Not the most enjoyable experience even when she had applied topical and then local anesthesia, but I was managing.

On the TV an elephant was standing by a waterhole in Kenya. Live, real time. It was nightime in Kenya, so the camera was on infrared. Occasionally the elephant would reach down with its trunk, pull up some weeds and munch on them for a while. This happened about once every five minutes, it seemed. Other than that it didn't do much at all.

I've been in her chair before, and seen a single giraffe just standing there as well. Neither the giraffe or the elephant seemed to have much on their minds; they just stood there.

Reality check here: I don't want to make it sound as if there were only single animals standing at the waterhold. I got the link from her and tuned in at home. I've seen small herds of animals (wildebeest, oryx or something suitably African exotic), as well as groups of elephants and giraffes come down to the waterhole, mill about and jostle each other. The elephants and giraffes didn't seem to do much jostling, that was mostly the wildebeest and oryx. But there were also long periods where a single animal would be standing at the waterhole alone and this fascinated me.
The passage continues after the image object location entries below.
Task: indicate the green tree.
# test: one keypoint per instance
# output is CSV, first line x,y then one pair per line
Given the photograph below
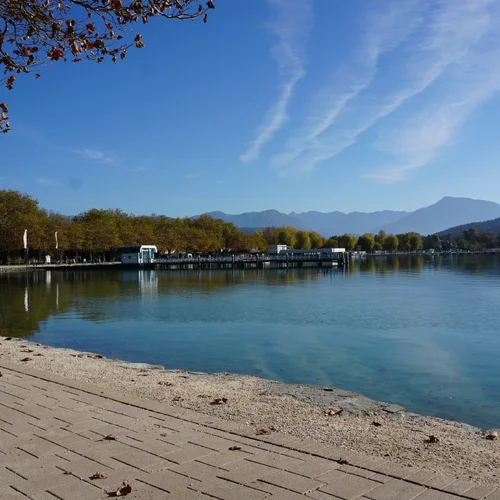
x,y
391,243
302,240
347,241
380,237
316,239
366,242
331,243
416,242
17,213
286,236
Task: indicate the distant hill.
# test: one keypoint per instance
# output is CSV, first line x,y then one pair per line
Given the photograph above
x,y
326,224
489,226
267,218
448,212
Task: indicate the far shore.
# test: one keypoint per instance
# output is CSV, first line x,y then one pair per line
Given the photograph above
x,y
363,425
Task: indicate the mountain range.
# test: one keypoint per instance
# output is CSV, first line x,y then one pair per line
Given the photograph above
x,y
446,213
489,226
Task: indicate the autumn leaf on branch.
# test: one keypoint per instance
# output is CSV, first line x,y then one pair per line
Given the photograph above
x,y
34,32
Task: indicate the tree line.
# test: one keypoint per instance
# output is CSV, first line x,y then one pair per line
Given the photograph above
x,y
99,233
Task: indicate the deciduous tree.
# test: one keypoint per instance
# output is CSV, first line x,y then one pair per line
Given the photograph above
x,y
347,241
302,240
366,242
34,32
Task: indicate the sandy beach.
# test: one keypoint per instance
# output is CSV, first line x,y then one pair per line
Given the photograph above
x,y
363,425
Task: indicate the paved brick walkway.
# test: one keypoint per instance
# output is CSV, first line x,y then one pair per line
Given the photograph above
x,y
52,442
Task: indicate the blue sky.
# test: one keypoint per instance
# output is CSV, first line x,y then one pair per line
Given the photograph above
x,y
294,105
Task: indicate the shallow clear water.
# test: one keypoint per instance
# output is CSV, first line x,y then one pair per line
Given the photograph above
x,y
422,332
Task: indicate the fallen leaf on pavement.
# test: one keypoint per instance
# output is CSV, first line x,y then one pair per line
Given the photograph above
x,y
219,401
265,430
124,489
333,411
98,475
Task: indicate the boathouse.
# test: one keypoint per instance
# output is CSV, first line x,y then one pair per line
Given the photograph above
x,y
276,249
144,254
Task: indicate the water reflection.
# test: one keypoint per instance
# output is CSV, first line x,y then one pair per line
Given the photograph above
x,y
419,330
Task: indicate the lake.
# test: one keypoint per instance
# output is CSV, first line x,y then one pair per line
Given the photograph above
x,y
423,332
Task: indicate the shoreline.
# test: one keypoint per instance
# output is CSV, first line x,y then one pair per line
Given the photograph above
x,y
365,425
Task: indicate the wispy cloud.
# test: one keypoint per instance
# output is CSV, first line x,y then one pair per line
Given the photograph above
x,y
137,169
386,29
96,155
192,175
439,37
291,27
44,181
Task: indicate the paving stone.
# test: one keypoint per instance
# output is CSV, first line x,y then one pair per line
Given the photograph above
x,y
458,487
395,490
479,492
319,495
168,481
350,487
11,494
152,446
196,470
292,482
139,459
287,495
168,452
309,445
248,472
332,476
75,489
278,461
187,454
33,487
314,467
439,481
224,458
422,476
225,490
435,495
213,442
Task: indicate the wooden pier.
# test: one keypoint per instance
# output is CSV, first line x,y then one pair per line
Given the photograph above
x,y
256,261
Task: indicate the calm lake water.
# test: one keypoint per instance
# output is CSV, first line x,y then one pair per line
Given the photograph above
x,y
421,332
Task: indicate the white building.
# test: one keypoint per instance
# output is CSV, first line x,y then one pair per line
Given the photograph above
x,y
144,254
275,249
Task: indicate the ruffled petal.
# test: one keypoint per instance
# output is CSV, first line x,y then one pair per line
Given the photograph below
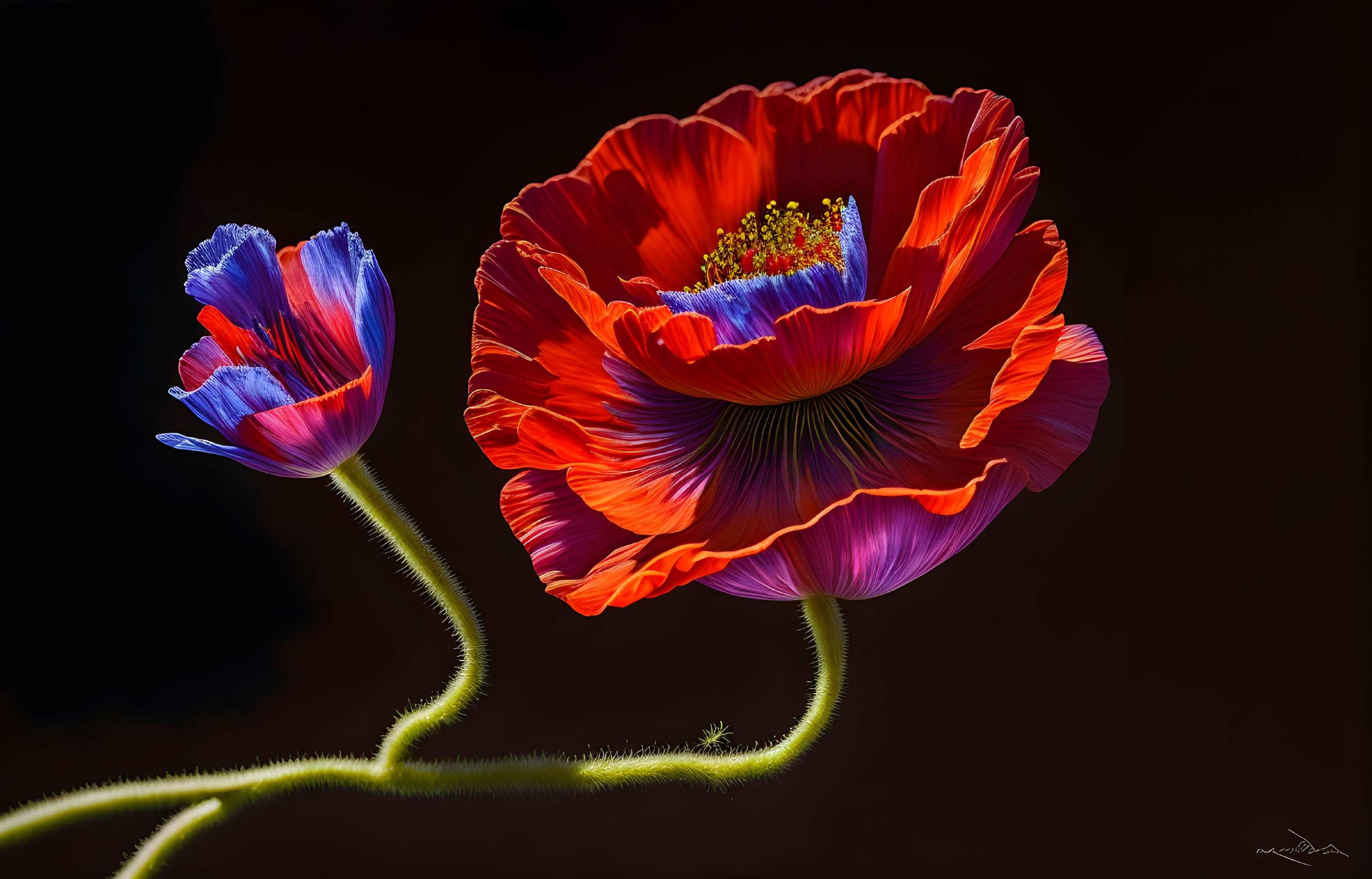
x,y
745,309
656,566
237,272
868,547
201,361
320,434
577,552
819,140
813,352
921,149
516,437
321,283
530,346
644,204
1050,430
1028,364
242,456
231,395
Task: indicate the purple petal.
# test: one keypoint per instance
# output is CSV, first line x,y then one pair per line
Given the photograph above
x,y
868,547
346,275
232,394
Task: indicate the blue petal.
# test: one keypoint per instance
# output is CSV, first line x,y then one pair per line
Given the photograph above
x,y
333,259
232,394
237,272
375,317
345,273
242,456
748,309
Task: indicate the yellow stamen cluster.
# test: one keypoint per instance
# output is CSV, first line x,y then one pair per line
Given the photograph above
x,y
783,243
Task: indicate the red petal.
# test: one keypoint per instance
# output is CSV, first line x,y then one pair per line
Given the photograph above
x,y
528,346
1047,433
1029,360
654,566
814,350
819,140
918,150
645,202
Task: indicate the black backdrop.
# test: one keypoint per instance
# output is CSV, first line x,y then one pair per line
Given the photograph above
x,y
1154,668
I could sort of see herbivores with this sort of behavior; even elephants whose mental complexities begin to approach our own. I haven't seen any carnivores on the camera, but my cat can spend huge amounts of time just lying in a patch of sun, however, and even though her mental complexity seems to be less than an elephants, I'm thinking that example serves to show that even carnivores can just sit, doing nothing.
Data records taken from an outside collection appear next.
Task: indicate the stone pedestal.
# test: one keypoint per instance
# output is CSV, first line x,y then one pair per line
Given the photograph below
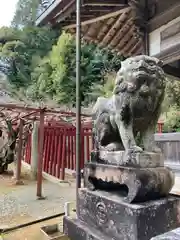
x,y
126,197
103,215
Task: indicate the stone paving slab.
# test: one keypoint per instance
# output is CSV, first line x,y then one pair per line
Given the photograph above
x,y
22,202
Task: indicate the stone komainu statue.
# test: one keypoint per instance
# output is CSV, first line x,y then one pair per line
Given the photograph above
x,y
134,108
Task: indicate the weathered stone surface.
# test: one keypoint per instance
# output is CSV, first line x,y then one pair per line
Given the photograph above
x,y
77,230
117,220
140,184
172,235
133,109
133,159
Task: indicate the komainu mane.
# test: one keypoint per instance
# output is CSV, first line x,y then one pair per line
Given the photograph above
x,y
134,108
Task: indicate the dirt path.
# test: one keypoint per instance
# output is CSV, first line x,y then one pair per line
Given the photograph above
x,y
18,204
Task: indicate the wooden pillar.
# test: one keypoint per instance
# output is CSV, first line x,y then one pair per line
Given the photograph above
x,y
19,154
40,156
34,151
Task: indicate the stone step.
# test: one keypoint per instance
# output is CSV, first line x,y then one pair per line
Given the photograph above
x,y
104,211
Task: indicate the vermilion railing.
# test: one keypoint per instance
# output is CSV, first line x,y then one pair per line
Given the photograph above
x,y
60,149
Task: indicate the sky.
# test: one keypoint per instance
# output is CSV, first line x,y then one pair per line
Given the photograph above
x,y
7,10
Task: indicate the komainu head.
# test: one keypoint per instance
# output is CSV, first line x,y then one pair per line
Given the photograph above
x,y
142,74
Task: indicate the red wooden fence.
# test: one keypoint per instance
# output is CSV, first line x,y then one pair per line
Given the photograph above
x,y
60,150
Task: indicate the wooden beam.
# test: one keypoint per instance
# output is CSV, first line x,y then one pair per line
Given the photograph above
x,y
169,55
164,17
101,18
104,3
172,70
100,8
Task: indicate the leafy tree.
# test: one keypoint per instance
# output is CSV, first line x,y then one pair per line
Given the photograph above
x,y
26,12
21,50
59,81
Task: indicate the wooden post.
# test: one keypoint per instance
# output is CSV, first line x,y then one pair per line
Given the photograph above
x,y
19,154
40,156
34,151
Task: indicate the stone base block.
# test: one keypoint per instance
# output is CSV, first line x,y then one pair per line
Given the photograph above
x,y
77,230
122,158
117,220
172,235
138,184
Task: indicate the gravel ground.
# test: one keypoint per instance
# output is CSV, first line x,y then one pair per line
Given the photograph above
x,y
18,204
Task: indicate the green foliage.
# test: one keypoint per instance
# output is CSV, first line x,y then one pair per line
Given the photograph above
x,y
173,91
55,75
26,12
104,90
23,49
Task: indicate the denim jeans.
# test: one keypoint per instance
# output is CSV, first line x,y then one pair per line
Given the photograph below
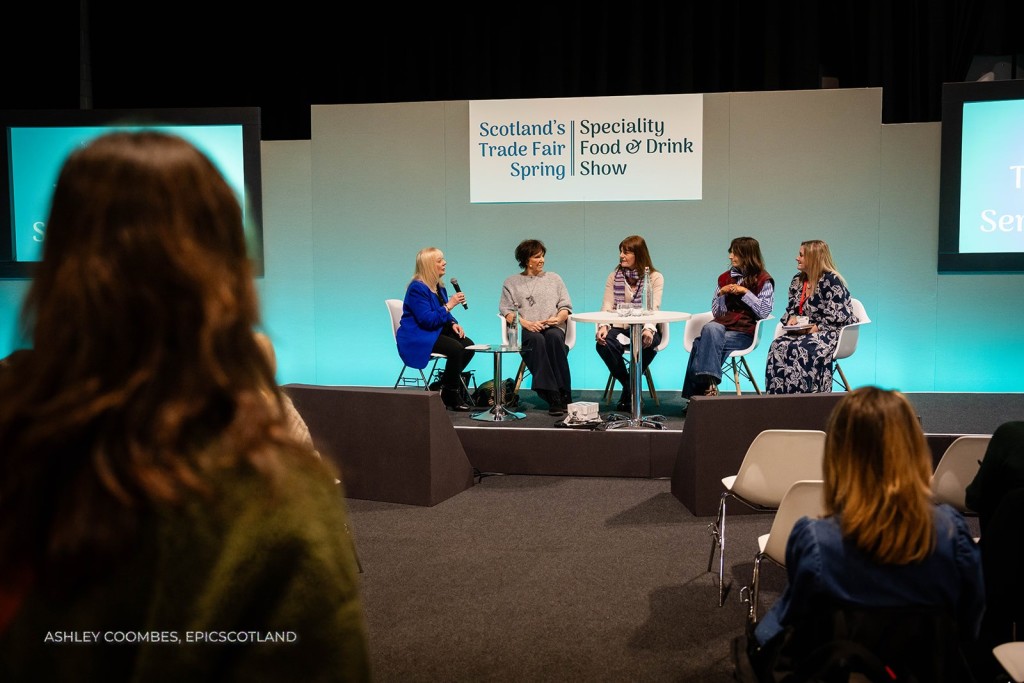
x,y
710,351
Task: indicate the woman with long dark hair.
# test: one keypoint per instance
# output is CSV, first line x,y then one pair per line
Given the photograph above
x,y
153,499
744,294
625,285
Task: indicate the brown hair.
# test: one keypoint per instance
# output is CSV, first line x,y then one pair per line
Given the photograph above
x,y
636,246
817,261
144,375
877,476
748,250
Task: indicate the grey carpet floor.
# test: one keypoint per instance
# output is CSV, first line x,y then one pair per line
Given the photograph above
x,y
552,579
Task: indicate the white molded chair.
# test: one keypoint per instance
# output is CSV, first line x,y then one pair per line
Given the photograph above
x,y
804,499
693,327
775,459
662,345
394,309
957,468
1011,657
848,338
521,373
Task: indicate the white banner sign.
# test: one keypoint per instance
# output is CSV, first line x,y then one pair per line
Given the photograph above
x,y
586,150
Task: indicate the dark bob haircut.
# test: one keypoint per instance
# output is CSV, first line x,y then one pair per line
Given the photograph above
x,y
528,248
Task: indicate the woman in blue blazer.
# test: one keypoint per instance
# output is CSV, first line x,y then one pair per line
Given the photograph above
x,y
428,326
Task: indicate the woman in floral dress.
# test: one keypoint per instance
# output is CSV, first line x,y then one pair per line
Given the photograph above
x,y
801,360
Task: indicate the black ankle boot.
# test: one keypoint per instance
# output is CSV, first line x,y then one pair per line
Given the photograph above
x,y
453,399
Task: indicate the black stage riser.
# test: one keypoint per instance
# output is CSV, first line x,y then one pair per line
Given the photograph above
x,y
400,445
392,445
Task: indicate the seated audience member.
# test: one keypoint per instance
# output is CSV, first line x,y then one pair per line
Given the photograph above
x,y
152,499
800,360
625,285
544,309
882,544
996,494
1000,471
293,420
744,294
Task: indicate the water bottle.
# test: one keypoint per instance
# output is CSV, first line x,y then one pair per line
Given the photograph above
x,y
648,298
513,330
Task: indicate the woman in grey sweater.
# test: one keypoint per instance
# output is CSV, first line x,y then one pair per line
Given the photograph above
x,y
544,308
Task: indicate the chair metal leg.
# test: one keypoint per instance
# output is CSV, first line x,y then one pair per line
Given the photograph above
x,y
846,385
608,386
519,377
650,386
755,589
406,381
750,376
718,541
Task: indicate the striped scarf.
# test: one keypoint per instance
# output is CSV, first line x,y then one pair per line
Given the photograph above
x,y
622,276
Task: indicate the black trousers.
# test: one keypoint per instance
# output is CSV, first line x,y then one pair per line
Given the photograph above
x,y
459,356
611,353
547,358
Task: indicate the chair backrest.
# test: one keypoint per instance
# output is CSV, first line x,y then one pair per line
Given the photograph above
x,y
693,327
957,468
394,308
1011,656
569,331
804,499
849,335
664,329
774,460
850,642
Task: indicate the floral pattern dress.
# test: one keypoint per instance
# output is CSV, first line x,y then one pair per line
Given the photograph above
x,y
802,364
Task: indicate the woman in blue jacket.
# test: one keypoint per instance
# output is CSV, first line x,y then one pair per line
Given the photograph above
x,y
428,326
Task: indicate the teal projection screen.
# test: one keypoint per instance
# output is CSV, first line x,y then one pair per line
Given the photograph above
x,y
35,144
981,198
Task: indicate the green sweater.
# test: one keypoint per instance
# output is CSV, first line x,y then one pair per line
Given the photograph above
x,y
243,586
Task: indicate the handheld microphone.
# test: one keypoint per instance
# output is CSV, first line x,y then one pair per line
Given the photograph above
x,y
455,286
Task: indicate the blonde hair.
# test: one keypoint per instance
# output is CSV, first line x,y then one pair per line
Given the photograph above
x,y
817,261
877,476
426,269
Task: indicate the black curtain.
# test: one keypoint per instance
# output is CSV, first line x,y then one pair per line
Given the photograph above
x,y
287,56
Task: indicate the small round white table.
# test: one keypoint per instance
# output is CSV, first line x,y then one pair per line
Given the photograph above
x,y
498,412
636,324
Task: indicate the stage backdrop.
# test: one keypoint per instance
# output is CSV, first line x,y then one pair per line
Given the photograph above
x,y
346,211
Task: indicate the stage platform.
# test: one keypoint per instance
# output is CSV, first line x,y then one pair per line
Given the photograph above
x,y
694,450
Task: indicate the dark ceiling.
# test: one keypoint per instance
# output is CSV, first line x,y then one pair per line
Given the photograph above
x,y
287,56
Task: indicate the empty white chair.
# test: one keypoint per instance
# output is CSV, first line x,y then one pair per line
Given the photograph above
x,y
1011,656
775,459
804,499
957,468
848,337
740,369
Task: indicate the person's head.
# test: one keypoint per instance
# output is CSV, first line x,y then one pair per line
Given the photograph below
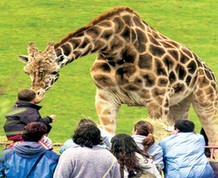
x,y
146,129
124,149
87,135
34,131
184,126
26,95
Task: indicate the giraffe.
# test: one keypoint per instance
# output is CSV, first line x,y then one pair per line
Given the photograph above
x,y
135,65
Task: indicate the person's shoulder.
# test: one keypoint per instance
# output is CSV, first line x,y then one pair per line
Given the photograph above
x,y
5,154
51,155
I come, as do you probably if you are reading this, from a species that doesn't sit well. The Buddhists call it Monkey Mind, that state where I'm thinking about all the things I didn't get done yesterday, things I have to do tomorrow, and things that, oh dear, I should be doing right now, so I can't just sit and enjoy the sun and breeze.

I know, I know, some of you are experts in meditation. The Buddhists even have it down to a science. I've never been very good at it. I do better when I'm walking or reading. I'm still thinking but it isn't quite as right-now-necessary-activity focused. It may be that the movement of my legs walking or the flow of ideas from the book is enough to give me enough feeling of accomplishment.

Giraffes have an eternal bemused look on their faces, not that I should be interpreting the internal mental state of a species so different than my own. I really have no idea what any look on an elephant's face means. I joke that I know what's on my cat's mind when she's look at me; prey.

But if the animals of the African Savannah can peacefully stand there doing nothing, maybe I can too, when there's nothing doing that day.

Or when I'm sitting for 45 minutes while my hygienist scrapes away at my teeth.